Dans l’un de ses cours au collège de France, il traite aussi des lettres II et VII pour montrer que Platon conçoit la philosophie comme une cohabitation, un vivre avec. Par exemple, il ne saurait y avoir de manuel : « Il n'y a pas d'ouvrage de Platon, et il n'y aura pas d'ouvrage de Platon. » (Lettre II). Plus loin, (série de conférence aux USA), Foucault analyse des dialogues, l’apologie, l’alcibiade mais surtout le lachès. Du lachès, il dégage un Platon qui à travers ses personnages défend une pratique de la vérité qui soit en même temps une pratique de soi.
L’attitude est socratique, voilà peut-être pourquoi j’y ai vu un moment cynique de Platon.
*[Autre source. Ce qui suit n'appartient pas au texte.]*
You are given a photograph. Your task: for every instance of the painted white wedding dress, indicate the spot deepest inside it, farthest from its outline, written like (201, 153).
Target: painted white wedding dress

En ce qui concerne Diogène le sophiste, je tire l’anecdote de l’histoire romaine de Dion Cassius. Il existe des traductions françaises mais je n’ai pu accéder qu’à une traduction anglaise. Je recopie le paragraphe :
« Berenice was at the very height of her power and consequently came to Rome with her broter Agrippa. The latter was given the rank of praetor, while she dwelt in the palace, cohabiting with Titus. She expected to marry him and was already behaving in every respect as if she were his wife ; but when he perceived that the romains were displeased with the situation, he sent her away. For, in addition to all the other talk that there was, certain sophists of the Cynic school managed somehow to slip into the city at this time, too ; and first Diogenes, entering the teatre when i twas full, denounced the pair in a long, abusvie speech, for which he was flogged ; and after him Heras, expecting no harsher punischement, gave vent to many senseless yelpings in true Cynic fashion, and for this was beheaded. » Epitome of book LXV, 15, 4-5, Dio’s roman history
(Je n’ai pas traduit l’anglais car je suppose que votre lecture sera toujours meilleure que ma traduction)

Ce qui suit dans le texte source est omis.